Rather than accept a plea deal that would have required him to admit that he would have been guilty, had the case gone to trial, Mr. Kraft and his defense lawyers filed a motion to exclude an important piece of the prosecutor's case – the surveillance video that showed him at the parlor.
Motion to Exclude Evidence Based on “Sneak-and-Peek” Warrant
The crux of the motion to exclude the video evidence is that it was obtained in violation of Mr. Kraft's Fourth Amendment rights. The Fourth Amendment forbids searches and seizures by law enforcement that are “unreasonable.” Typically, searches are reasonable, and therefore permissible, if they are done under a search warrant.

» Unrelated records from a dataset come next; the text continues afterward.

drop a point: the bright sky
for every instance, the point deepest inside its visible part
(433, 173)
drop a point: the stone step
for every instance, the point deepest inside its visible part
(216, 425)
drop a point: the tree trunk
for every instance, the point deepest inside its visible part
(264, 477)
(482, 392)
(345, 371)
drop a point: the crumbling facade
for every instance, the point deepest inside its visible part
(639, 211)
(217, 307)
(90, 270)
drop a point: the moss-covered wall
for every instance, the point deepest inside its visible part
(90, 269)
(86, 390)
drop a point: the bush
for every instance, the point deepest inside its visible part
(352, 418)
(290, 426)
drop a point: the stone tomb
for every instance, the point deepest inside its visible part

However, there are numerous different kinds of warrants that police use. Some are more invasive than others. The one that police used to obtain video of Mr. Kraft at the massage parlor was a delayed notice warrant, also known as a sneak-and-peek warrant. These warrants are signed by a judge or magistrate and allow police to execute the warrant without notifying the subjects of the search.
In this situation, police had suspected the Jupiter massage parlor of human trafficking so they obtained a sneak-and-peek warrant. According to the Boston Globe, police executed the sneak-and-peek warrant by acting as if they had received a bomb threat against the parlor. While they were “investigating” the bomb threat, police installed cameras in the parlor.
Those cameras captured the video that Mr. Kraft's lawyers are trying to exclude.
Challenge to “Sneak-and-Peek” Warrants Long Overdue
Sneak-and-peek warrants have long been controversial, and it is about time they were seriously challenged in court. However, the circumstances in Mr. Kraft's case do not present an ideal situation to attack them.
Typically, sneak-and-peek warrants are reserved for serious felony-level offenses and are designed to let police quietly gather information without the subject of their search suspecting anything. Mr. Kraft's lawyers insist because he was only charged with a misdemeanor offense of solicitation, the evidence gathered from the search should be thrown out. Under this argument, Mr. Kraft's alleged crime did not rise to the level of severity necessary for a sneak-and-peek warrant, making it “unreasonable” under the Fourth Amendment.
The big weakness in their argument, of course, is that the warrant was not designed to find evidence of low-level solicitation – it was designed to capture video evidence of human trafficking, a severe criminal offense.
While it is unclear whether the court will agree with Mr. Kraft's argument, he is fighting the charge by pleading not guilty.